L’accord de cessez-le-feu conclu le 27 novembre dernier – sous parrainage international et régional – a sorti le Liban du cercle des conflits régionaux et a placé les Libanais devant une nouvelle phase intitulée la construction d’un État de Constitution, de droit et d’institutions. L’élection du général Joseph Aoun à la présidence du pays après une vacance qui a duré plus de deux ans a constitué la première étape sur la voie de la restauration des institutions et de l’établissement du pouvoir.
Mais le calme des fronts et le retour progressif des citoyens à leur vie quotidienne ont rapidement mis en évidence leurs souffrances chroniques dues aux défauts de l’application de la loi, au manque de responsabilité, à la corruption généralisée et à l’absence de vision stratégique pour le développement durable. Les paragraphes du discours de serment prononcé par le président de la République devant le Parlement peu après son élection peuvent contenir des indications suffisantes de carences administratives et de laxisme dans tous les services de l’administration publique, ce qui nécessite de prendre des mesures décisives pour avancer vers la bonne gouvernance.
Il ne fait aucun doute que les obstacles les plus importants qui ont empêché le développement du concept d’État de droit et d’institutions, ainsi que d’État de citoyenneté et de sécurité sociale au Liban, ont été la violation flagrante des lois et règlements. Les institutions publiques, qui devraient être des bastions de transparence et d’efficacité, ont été minées par des pratiques abusives et clientélistes, et par une culture d’impunité bénéficiant de protections politiques.
L’effondrement des valeurs s’est aggravé au point d’atteindre les institutions de contrôle qui ont été incapables de mettre en œuvre les lois, non pas en raison du manque de mécanismes efficaces de mise en œuvre et de contrôle, mais parce qu’elles sont devenues partie intégrante d’un système de contrôle politique, administratif et financier. La corruption, qui a affaibli la confiance des citoyens dans l’État et les a contraints à succomber à un clientélisme politique meurtrier, a éliminé les opportunités d’investissement local et international.
Pour sortir de cette impasse, il est crucial de lancer un programme national ambitieux pour la mise en place de la bonne gouvernance. Ce programme doit reposer sur des piliers fondamentaux.
1. La transparence et la reddition des comptes : tous les acteurs publics doivent être tenus responsables de leurs actions, avec des mécanismes clairs de suivi et d’évaluation.
2. La digitalisation des services publics : moderniser les processus administratifs pour réduire les opportunités de corruption et améliorer l’efficacité.
3. L’indépendance du pouvoir judiciaire : garantir que la justice soit rendue sans interférences politiques ou autres pressions.

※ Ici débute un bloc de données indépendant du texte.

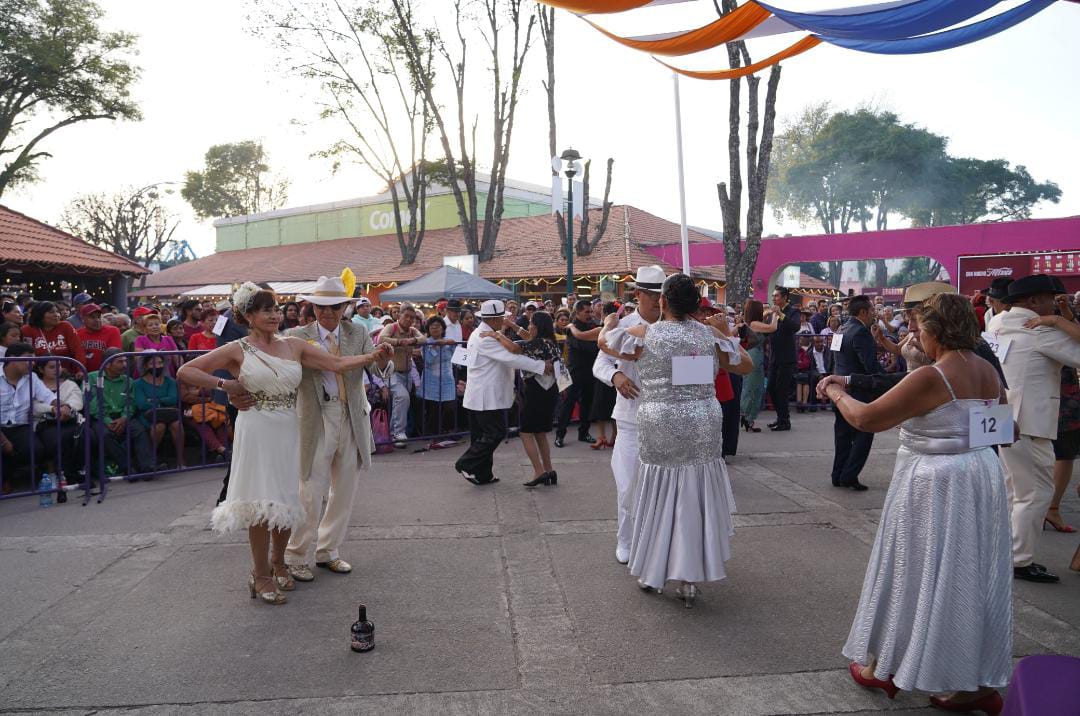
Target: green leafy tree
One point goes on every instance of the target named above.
(57, 68)
(962, 190)
(235, 181)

4. La participation citoyenne : impliquer la société civile et les citoyens dans les processus décisionnels pour renforcer la légitimité des institutions.
Pour orchestrer cette transformation, nous proposons la création d’un ministère des Réformes et de la Gouvernance. Ce ministère aurait pour mission de coordonner et de superviser les efforts de réforme dans l’ensemble des secteurs publics, en travaillant en étroite collaboration avec les ministères existants, les experts locaux et internationaux, ainsi que la société civile. Il agirait comme un catalyseur pour : élaborer des politiques publiques modernes et inclusives ; veiller à la mise en œuvre des lois et réformes adoptées ; promouvoir la formation des fonctionnaires et des cadres publics sur les principes de la bonne gouvernance.

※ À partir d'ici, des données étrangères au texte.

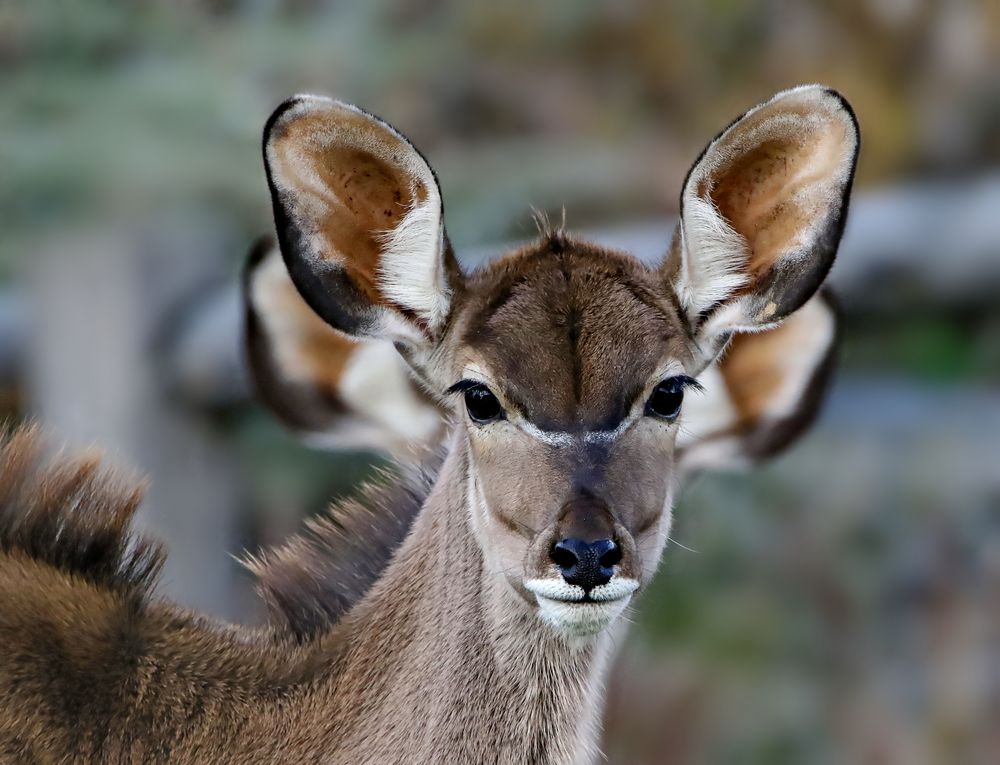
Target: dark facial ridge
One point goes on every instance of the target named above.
(573, 333)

Le Liban ne peut plus se permettre de rester dans l’immobilisme. Le chemin de la réforme est difficile, mais il est indispensable. Le renforcement de l’état de droit et l’adoption de principes de bonne gouvernance ne sont pas seulement des aspirations idéales ;
ce sont des prérequis pour le redressement économique, social et politique du pays.
Nous appelons les décideurs, les responsables politiques, la société civile et les citoyens à se mobiliser pour exiger un changement profond et durable. L’avenir du Liban dépend de notre capacité collective à passer d’un système de gestion archaïque et inefficace à un modèle de gouvernance moderne, transparent et inclusif.
Le temps est venu pour le Liban d’écrire un nouveau chapitre, celui d’un État qui fonctionne, qui inspire confiance et qui œuvre pour le bien de tous ses citoyens. Osons la réforme, osons la gouvernance.